I9P mutation incapacitates ORF8 translocation to ER.A, A549 cells transfected with a plasmid encoding ORF8-Flag, ORF8-Flag I9P (non-ER mutant), or ORF8-Flag Δ1-17 (ER signal deletion) were fixed, permeabilized, and immunostained for PDI (ER marker) and Flag (ORF8), and analyzed by fluorescence confocal microscopy imaging. White scale bars = 10 μm. The pixel intensities of ORF8 and PDI along the dashed arrow are plotted. B, HEK293T cells transfected with a plasmid encoding ORF8-Flag, ORF8-Flag I9P, or ORF8-Flag Δ1-17 were lysed and evaluated by immunoblot analysis using antibodies against Flag (ORF8) or β-actin under reducing or non-reducing (protein interactions through disulfide bonds are preserved) conditions.

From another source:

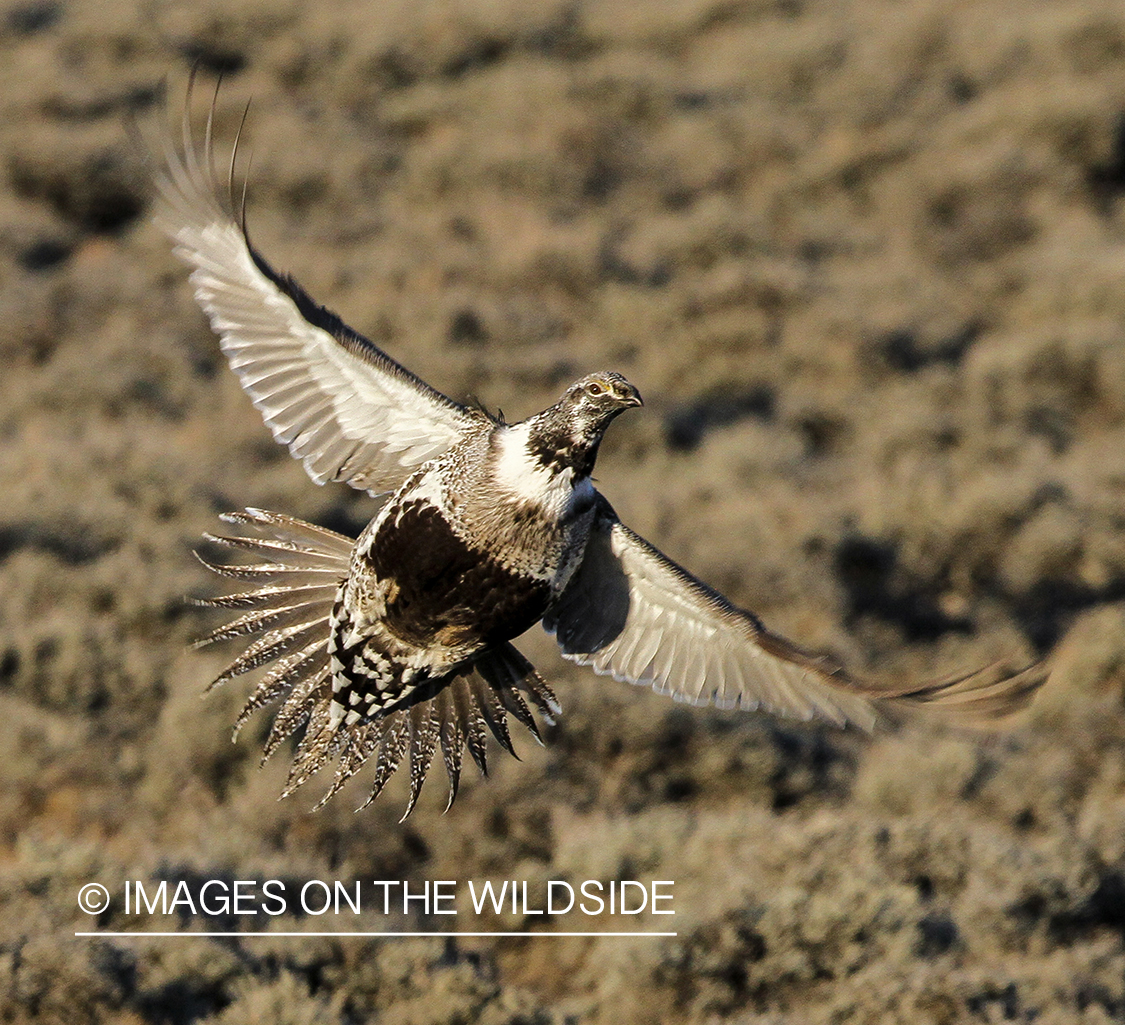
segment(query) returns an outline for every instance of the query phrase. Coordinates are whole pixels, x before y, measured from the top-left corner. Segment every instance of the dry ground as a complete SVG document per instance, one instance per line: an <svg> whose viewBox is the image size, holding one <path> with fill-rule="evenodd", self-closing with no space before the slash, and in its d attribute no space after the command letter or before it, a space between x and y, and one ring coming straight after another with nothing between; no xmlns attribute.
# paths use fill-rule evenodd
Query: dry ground
<svg viewBox="0 0 1125 1025"><path fill-rule="evenodd" d="M537 638L561 726L447 816L276 802L199 699L191 548L369 505L273 446L148 223L123 123L195 61L322 302L510 417L621 370L628 522L868 671L1058 646L1020 728L685 710ZM0 83L0 1020L1125 1020L1119 0L22 0ZM678 936L73 938L88 880L212 876L674 879Z"/></svg>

The data represent three independent experiments.

Supporting Figure S3

Effect of ectopic expression of ORF7a or ORF8 mutants on protein synthesis and cell surface Spike levels.A–F, HEK293T cells were transfected with a plasmid encoding ORF7a-Flag (A–C), ORF8-Flag (A–F), or modified ORF8-Flag (C20A (Cys20 replaced with Ala), ₇₃ADRD₇₆ (₇₃YIDI₇₆ replaced with ₇₃ADRD₇₆) (D–F). After 30 min incubation in the absence (A, C, D and F) or presence (B and E) of HPG (methionine analog that can be fluorescently labeled), the cells were lysed for immunoblot analysis for expression levels of the Flag tagged constructs (A and D), or fixed, permeabilized, fluorescently labeled and analyzed by flow cytometry for incorporated HPG (B and E), or immunostained with antibodies against Spike S2 and analyzed by flow cytometry for cell surface Spike levels (C and F). The data are representative of or combined from three independent experiments, and are presented as mean ± s.d. Statistical significance was analyzed using one-way ANOVA (Tukey’s test).